I needed a ton of webpage screenshots to enhance an AI model. And by a ton, I mean 500. My first thought was to open up my browser, head to each webpage, and take a screenshot using a keyboard shortcut. But doing this 500 times would’ve taken a long time. In addition, each screenshot must have consistent width and height dimensions. I asked myself, what is the best move? Here are my lessons from using the first alternative I found: PhantomJS.

PhantomJS: An Invisible Browser

It turns out that you visit websites without seeing them, through what’s called a headless browser. A way that you work with an invisible browser is through scripts of code. You can use JavaScript for this.

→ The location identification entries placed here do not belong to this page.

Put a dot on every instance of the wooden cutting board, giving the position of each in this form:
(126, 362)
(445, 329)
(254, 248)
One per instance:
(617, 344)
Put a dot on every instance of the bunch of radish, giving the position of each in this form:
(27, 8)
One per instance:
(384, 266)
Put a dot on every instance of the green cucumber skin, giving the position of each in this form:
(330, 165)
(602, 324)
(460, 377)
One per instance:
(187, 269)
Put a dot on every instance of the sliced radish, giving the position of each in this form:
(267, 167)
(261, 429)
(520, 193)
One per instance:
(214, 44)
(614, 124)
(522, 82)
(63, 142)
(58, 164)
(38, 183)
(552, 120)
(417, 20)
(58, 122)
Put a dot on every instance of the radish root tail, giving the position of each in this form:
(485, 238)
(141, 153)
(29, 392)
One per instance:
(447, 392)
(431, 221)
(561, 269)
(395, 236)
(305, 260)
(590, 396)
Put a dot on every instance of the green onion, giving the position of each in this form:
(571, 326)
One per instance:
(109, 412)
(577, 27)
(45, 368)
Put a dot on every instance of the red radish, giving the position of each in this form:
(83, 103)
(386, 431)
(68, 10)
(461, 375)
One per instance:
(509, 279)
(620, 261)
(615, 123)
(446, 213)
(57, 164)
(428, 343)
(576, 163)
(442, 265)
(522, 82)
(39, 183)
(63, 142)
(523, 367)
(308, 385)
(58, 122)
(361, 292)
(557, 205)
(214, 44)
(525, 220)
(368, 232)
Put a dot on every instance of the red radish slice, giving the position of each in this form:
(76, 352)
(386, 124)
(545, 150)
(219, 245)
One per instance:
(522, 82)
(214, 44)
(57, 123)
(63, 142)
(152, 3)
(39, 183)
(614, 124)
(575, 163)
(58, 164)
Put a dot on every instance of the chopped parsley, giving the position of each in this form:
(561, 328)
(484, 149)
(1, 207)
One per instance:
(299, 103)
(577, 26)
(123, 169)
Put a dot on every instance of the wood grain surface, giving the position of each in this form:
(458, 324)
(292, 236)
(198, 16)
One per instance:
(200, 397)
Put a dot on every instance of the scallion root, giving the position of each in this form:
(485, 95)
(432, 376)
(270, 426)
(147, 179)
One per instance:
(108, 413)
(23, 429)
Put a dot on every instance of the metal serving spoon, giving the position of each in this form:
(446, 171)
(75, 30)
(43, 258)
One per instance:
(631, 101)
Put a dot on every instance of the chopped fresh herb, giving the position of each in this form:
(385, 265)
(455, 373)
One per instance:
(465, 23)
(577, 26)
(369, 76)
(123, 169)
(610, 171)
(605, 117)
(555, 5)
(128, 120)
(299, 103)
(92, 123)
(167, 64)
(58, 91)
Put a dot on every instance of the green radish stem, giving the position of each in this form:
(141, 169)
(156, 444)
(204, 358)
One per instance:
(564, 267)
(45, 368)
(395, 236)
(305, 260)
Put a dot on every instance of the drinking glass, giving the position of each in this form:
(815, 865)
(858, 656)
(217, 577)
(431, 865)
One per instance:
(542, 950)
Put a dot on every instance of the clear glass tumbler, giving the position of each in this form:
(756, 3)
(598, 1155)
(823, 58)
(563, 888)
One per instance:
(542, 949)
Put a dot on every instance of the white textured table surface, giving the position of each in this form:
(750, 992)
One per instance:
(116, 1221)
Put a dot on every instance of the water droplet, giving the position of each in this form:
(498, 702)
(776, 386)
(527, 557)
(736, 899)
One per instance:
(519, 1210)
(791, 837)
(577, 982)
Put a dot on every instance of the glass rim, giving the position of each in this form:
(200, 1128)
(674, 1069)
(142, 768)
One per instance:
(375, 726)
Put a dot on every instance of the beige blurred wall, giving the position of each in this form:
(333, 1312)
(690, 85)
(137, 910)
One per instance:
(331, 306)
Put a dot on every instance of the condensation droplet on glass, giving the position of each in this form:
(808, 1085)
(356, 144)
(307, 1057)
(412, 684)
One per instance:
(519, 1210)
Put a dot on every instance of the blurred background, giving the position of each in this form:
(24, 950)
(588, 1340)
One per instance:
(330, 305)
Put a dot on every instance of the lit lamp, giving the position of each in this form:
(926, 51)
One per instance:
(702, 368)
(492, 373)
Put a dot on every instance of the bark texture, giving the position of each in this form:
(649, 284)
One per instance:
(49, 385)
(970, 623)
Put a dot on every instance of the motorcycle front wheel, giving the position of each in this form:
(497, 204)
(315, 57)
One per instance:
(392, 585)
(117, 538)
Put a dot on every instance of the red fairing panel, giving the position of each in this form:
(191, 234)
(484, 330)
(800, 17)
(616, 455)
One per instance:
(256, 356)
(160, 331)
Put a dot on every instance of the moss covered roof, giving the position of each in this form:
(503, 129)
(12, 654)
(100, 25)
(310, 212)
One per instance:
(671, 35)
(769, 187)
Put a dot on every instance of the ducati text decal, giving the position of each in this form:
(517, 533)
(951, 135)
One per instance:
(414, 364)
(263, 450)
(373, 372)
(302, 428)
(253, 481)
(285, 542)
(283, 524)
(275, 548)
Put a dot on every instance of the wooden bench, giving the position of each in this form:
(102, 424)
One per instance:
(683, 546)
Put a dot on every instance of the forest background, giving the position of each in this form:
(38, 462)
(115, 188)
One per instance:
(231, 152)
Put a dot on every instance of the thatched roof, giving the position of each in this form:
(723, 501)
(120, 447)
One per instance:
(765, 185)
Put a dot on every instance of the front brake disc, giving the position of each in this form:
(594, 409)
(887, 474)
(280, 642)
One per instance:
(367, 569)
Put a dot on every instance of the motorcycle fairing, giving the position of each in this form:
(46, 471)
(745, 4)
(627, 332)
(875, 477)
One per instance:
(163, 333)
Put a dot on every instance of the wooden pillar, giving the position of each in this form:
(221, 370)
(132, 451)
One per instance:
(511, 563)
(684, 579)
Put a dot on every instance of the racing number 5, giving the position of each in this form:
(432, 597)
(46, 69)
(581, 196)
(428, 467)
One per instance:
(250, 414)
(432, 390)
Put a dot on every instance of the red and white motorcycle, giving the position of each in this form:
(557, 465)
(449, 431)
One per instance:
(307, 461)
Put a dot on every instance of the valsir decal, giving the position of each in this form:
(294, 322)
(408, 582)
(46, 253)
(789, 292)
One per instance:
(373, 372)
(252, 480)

PhantomJS was initially released in 2011 as an open source project. While it was written in C++, it provides a JavaScript API for automated navigation, screenshots, and more. This has been used in the past by companies like Yahoo!, Twitter, LinkedIn, Netflix, and Time Warner Cable. PhantomJS has seen its rise, but also its fall. The last stable release was in 2016 before development was suspended, due to a lack of active contribution. For this reason, many people have moved on from the browser. There are now better options out there like Headless Chrome, but due to pure curiosity, I decided to try out PhantomJS for myself.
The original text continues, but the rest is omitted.